Pipeline Brushes (Issue 680)

In which we are reminded to spread the risk in our pipelines by continuously adding new names.

I was late.  Despite all the planning and working out of schedules to arrive at the beginning of my client’s dinner meeting, I was late.  I’d driven and flown the jets all afternoon… 20 minutes late. The driver and car I’d hired were waiting as I skippy-hopped down the baggage claim escalator …. and the roads were jammed.

10 minutes before the dinner start time, my client texted me: “You’re at Table 17.”

I texted back, “Thank you, I’m 25 minutes out, see you soon.”

Checking in to the hotel  15 minutes past the 6:30 pm dinner start time, I quick-marched to the elevator, paced circles  through the five floor rise, and trotted the 50 yards to room 546.

Once inside, I dumped my shirts, suit, and shoes into a heap on the bed; grabbed my shaving kit; and headed to the bathroom for a quick freshen. Light on, hand towel on the counter, I dumped my effects onto the towel…. and watched in slow motion as my toothbrush tumbled to the bathroom floor, coming to rest near the base of the toilet.

“Agh!!!!!!!!!!!!!!”

I picked it up. I wanted…. I NEEDED…I…. needed… to brush my teeth!  I looked at the brush.  I ran the hotel’s hottest water. I soaped the brush. I scrubbed it. I wondered, “Do three second rules apply to toothbrushes dropped by hotel toilets?”

More hot water. More soap.
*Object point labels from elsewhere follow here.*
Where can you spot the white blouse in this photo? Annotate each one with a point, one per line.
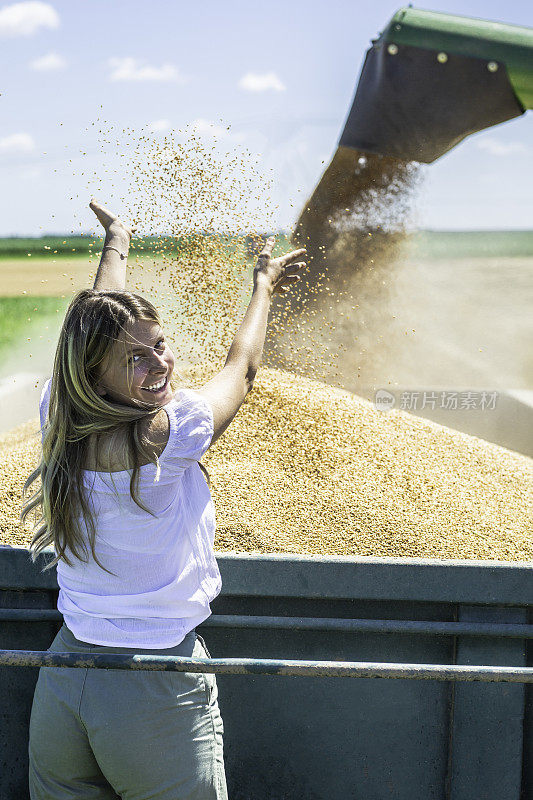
(165, 569)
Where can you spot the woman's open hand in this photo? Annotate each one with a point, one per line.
(114, 227)
(280, 272)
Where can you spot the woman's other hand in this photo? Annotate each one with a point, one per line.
(278, 273)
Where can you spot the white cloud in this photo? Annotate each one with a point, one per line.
(496, 148)
(252, 82)
(24, 19)
(130, 69)
(48, 63)
(206, 128)
(159, 125)
(17, 143)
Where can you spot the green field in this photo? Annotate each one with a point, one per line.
(472, 244)
(18, 313)
(426, 244)
(83, 246)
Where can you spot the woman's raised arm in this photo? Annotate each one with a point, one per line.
(111, 273)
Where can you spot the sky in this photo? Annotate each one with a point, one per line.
(281, 76)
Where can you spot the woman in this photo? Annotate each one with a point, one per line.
(131, 521)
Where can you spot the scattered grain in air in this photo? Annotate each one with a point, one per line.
(305, 467)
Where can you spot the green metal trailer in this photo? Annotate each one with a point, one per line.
(338, 677)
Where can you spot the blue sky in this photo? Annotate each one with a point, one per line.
(281, 75)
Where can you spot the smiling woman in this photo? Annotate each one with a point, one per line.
(139, 364)
(122, 490)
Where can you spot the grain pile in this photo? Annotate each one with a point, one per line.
(306, 468)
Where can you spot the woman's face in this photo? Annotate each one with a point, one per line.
(138, 367)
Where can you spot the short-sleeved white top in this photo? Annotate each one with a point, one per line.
(165, 567)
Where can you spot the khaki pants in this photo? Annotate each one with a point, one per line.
(99, 734)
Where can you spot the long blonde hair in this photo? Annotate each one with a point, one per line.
(93, 322)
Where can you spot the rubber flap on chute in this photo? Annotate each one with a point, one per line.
(412, 107)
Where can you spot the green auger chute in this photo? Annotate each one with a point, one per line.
(431, 79)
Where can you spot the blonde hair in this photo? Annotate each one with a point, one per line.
(93, 322)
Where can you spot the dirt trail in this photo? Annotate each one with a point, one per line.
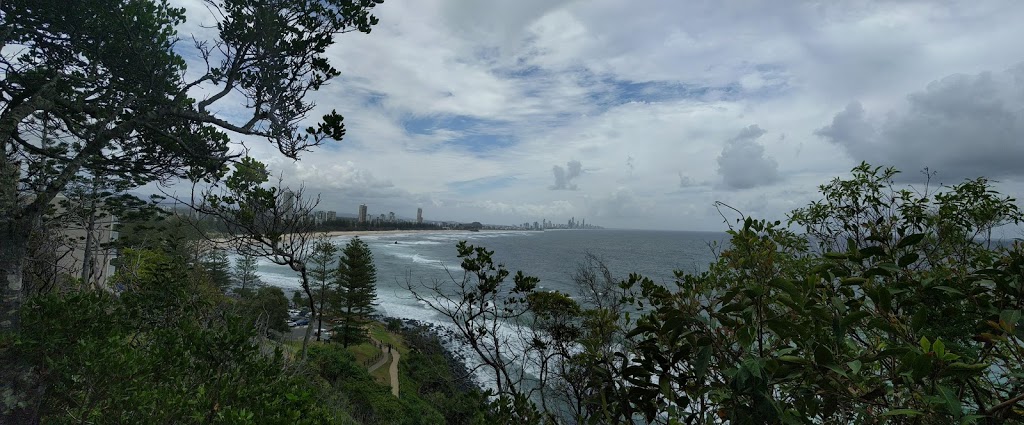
(394, 373)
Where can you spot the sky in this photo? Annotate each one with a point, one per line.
(642, 115)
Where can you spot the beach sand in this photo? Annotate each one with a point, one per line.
(380, 232)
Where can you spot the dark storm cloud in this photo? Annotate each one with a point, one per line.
(962, 126)
(742, 163)
(564, 176)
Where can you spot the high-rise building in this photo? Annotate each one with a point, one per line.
(287, 203)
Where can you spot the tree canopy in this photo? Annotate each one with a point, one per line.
(355, 289)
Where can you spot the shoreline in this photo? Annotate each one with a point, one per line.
(332, 234)
(444, 339)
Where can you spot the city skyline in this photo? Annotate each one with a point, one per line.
(643, 118)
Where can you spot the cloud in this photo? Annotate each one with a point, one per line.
(563, 177)
(465, 107)
(622, 203)
(962, 126)
(742, 163)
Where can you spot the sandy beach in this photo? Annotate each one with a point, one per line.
(381, 232)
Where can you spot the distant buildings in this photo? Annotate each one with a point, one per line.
(80, 244)
(288, 202)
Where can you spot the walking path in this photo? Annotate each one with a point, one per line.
(380, 363)
(393, 372)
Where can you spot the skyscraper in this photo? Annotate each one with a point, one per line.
(287, 203)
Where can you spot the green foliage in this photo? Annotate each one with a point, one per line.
(907, 312)
(265, 309)
(355, 291)
(367, 400)
(160, 352)
(244, 273)
(217, 266)
(322, 274)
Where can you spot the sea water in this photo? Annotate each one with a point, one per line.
(425, 258)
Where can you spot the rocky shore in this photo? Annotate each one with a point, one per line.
(432, 338)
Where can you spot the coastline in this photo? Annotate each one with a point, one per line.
(333, 234)
(443, 340)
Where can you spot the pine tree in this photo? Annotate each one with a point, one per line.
(356, 290)
(245, 273)
(322, 275)
(216, 264)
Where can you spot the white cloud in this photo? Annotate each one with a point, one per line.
(501, 94)
(962, 126)
(743, 164)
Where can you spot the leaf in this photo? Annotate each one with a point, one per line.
(951, 400)
(902, 412)
(836, 256)
(939, 347)
(700, 366)
(949, 290)
(853, 317)
(855, 366)
(793, 358)
(910, 240)
(853, 281)
(907, 259)
(872, 251)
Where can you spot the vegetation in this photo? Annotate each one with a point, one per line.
(355, 290)
(323, 275)
(906, 310)
(244, 273)
(889, 304)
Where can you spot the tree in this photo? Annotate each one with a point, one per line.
(217, 266)
(245, 274)
(484, 308)
(103, 79)
(269, 222)
(266, 309)
(356, 290)
(906, 311)
(323, 274)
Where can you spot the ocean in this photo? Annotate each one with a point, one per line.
(551, 255)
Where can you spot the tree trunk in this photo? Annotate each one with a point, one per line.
(312, 310)
(17, 376)
(13, 243)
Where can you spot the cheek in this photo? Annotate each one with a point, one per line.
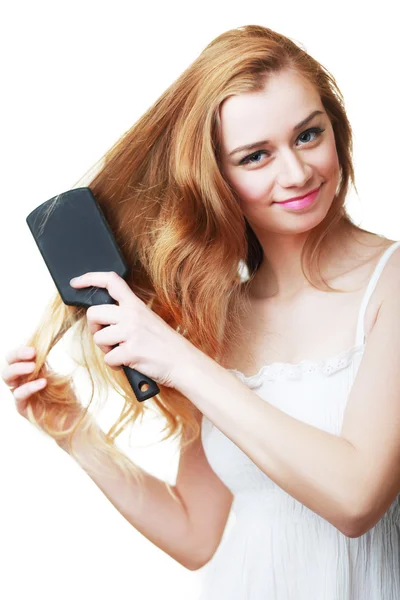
(251, 185)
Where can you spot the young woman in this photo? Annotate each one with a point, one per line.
(284, 386)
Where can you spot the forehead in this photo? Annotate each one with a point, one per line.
(285, 100)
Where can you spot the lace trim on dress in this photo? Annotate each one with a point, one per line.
(287, 371)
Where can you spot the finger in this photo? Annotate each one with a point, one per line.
(20, 353)
(13, 372)
(109, 336)
(102, 314)
(116, 285)
(118, 357)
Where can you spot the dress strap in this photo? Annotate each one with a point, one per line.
(360, 335)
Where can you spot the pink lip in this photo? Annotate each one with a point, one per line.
(302, 201)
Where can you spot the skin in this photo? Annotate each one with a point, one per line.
(291, 165)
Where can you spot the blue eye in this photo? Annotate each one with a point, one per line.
(249, 159)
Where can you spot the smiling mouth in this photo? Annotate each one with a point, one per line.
(299, 197)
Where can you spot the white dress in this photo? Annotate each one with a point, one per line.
(277, 548)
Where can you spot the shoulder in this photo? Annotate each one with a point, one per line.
(389, 279)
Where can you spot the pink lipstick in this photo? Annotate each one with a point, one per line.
(300, 203)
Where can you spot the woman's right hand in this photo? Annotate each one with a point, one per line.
(20, 364)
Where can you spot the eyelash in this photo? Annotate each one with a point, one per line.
(247, 159)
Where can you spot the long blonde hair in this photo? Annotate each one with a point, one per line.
(180, 228)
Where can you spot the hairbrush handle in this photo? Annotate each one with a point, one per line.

More scrubbing.

“Miller, you are LATE FOR DINNER!!!!,” roared my internal coach.  “WHAT ARE YOU DOING????”

“I…want…to…brush…my…teeth,” I replied.  I inspected the brush, remembering names of a half dozen potentially uncomfortable microbes that could have established anticipatory colonies on the floor.

I squeezed a glob of toothpaste onto my tongue. As I buttoned my dress shirt and Windsored my tie, I  pushed the toothpaste  around my mouth. The late-person’s breath freshener.

After dinner, I returned to my room to reconsider the brush.  I’m very particular about my tooth brushes. (I know, you’re just shocked about that!)  I do NOT like the cheap, scratchy, hotel tooth brushes that front desks dispense to blokes who forget theirs or who drop them near toilets.  But I had to face it.  Did I want to put my dropped-but-soaped toothbrush in my own personal mouth or seek a new brush through a visit with my front desk friends?

The people at the front desk were very nice…. And I will henceforth carry extra toothbrushes in travel bags.

Good, too, to carry and develop  extra accounts in our sales bags just in case one or two of our critical accounts unexpectedly tumble to the floor due to budget cuts, strategy changes, or personnel moves, leaving gaps in our pipelines and no front desk offering replacements.